Tout est prêt pour l’ouverture du Marché public de Magog

L’instigateur du projet, Jean-Simon Charlebois, les mairesses Vicki-May Hamm (Magog) et Francine Caron-Markwell (Canton de Stanstead et MRC de Memphrémagog), et le producteur Cassandre Veillette attendent l’ouverture du marché avec impatience.

Crédit photo : (Photo Le Reflet du Lac - Pierre-Olivier Girard)

NOUVEAUTÉ. On en a parlé abondamment dans les dernières semaines et les citoyens l’attendent depuis des années. Voilà que le nouveau Marché public de Magog est en voie de se concrétiser avec l’ouverture prévue le 24 juin prochain, à la plage des Cantons de Magog.

Les organisateurs sont de plus en plus fébriles à l’idée de donner le coup d’envoi à leur projet, qui se tiendra les dimanches aux deux semaines du 24 juin au 21 octobre. Évidemment, le succès souhaité dépendra de la réponse du public, mais aussi des ventes réalisées par les producteurs.

Mais déjà, selon l’instigateur Jean-Simon Charlebois, l’engouement est palpable. «On pensait avoir une dizaine de kiosques pour commencer, mais il y en aura finalement une vingtaine. Et il a même fallu refuser des demandes et faire une liste d’attente.

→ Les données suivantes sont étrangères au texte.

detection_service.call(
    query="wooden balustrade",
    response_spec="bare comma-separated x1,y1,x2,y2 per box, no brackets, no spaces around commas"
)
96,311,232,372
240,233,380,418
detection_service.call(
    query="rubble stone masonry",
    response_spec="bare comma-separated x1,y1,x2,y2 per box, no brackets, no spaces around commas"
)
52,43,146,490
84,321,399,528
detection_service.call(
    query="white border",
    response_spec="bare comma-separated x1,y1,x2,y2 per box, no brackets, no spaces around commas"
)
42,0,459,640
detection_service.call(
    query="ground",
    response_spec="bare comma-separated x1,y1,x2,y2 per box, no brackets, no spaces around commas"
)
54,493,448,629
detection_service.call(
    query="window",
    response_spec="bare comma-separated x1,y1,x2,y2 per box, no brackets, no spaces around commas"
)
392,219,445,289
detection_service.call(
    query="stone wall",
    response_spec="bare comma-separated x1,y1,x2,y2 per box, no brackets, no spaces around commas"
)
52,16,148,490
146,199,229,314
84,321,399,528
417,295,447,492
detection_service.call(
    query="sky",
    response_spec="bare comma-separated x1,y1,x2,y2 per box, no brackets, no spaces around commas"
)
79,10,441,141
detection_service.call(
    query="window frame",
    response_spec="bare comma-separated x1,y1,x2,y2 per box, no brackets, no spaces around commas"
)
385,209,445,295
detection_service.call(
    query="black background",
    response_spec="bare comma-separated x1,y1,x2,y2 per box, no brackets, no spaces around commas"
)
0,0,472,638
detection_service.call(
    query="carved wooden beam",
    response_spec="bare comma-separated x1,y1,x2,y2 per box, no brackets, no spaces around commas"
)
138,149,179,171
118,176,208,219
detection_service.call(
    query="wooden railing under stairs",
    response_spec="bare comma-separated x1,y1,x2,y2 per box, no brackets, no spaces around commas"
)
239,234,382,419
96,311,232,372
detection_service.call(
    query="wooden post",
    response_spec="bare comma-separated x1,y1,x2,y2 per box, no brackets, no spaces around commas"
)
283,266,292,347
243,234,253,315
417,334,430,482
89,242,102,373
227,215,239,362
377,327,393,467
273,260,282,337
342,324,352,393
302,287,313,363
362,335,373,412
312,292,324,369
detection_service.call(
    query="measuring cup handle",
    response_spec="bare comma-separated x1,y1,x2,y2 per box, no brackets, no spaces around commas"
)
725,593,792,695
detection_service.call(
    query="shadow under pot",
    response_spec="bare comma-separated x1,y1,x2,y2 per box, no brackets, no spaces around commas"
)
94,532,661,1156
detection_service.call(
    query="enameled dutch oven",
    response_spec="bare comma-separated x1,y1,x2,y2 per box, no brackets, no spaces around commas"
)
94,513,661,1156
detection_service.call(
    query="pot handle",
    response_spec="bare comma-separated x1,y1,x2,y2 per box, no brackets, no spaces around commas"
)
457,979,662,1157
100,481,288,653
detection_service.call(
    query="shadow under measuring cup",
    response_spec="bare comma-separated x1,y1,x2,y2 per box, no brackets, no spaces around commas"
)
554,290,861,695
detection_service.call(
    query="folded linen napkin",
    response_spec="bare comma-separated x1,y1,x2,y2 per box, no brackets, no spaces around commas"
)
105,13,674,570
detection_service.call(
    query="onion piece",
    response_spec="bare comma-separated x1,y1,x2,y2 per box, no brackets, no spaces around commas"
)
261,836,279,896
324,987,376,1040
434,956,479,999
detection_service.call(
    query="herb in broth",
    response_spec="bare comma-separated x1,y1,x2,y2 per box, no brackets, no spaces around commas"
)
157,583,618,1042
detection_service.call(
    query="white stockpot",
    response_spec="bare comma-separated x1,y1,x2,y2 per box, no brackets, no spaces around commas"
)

Si tout se passe bien, on est prêt à étendre le concept dès l’an prochain avec plus d’exposants et de dates.»

Des produits à vendre et des histoires à raconter

Le marché public de Magog offrira une première expérience du genre pour l’un des producteurs participants, soit Cassandre Veillette de La boîte à légumes. Ayant travaillé dans l’agriculture pendant plus d’une décennie, de l’Ouest canadien jusqu’en Australie, il a récemment acheté une terre sur le chemin de Venise près de Magog. Un endroit où il se consacre à temps plein, depuis environ un an, pour y mener une culture de manière bio-intensive. «Contrairement à la plupart des maraîchers, je n’utilise pas de tracteur, explique le principal intéressé. Tout se fait manuellement. De plus, le principe est de cultiver plus en utilisant le moins grand espace. Je m’inspire beaucoup de ce que fait Jean-Martin Fortier, qui a été invité dernièrement à Tout le monde en parle.»

En plus de faire pousser ses légumes, en respectant les règles de l’art de l’agriculture biologique, M. Veillette trouve aussi sa motivation dans le contact avec les consommateurs. De vendre ses légumes directement à sa ferme lui permet de transmettre sa passion et de répondre à toutes les questions. «J’adore donner des recettes aux gens pour les aider à apprêter certains légumes avec lesquels ils sont moins familiers et de les voir revenir la semaine d’après pour me dire que c’était parfait. Le marché public de Magog sera une belle occasion de faire de belles rencontres, de me faire connaître et de se procurer des produits d’une fraîcheur incomparable. Même moi, j’ai hâte de goûter à ce que les autres vont offrir!», conclut M. Veillette.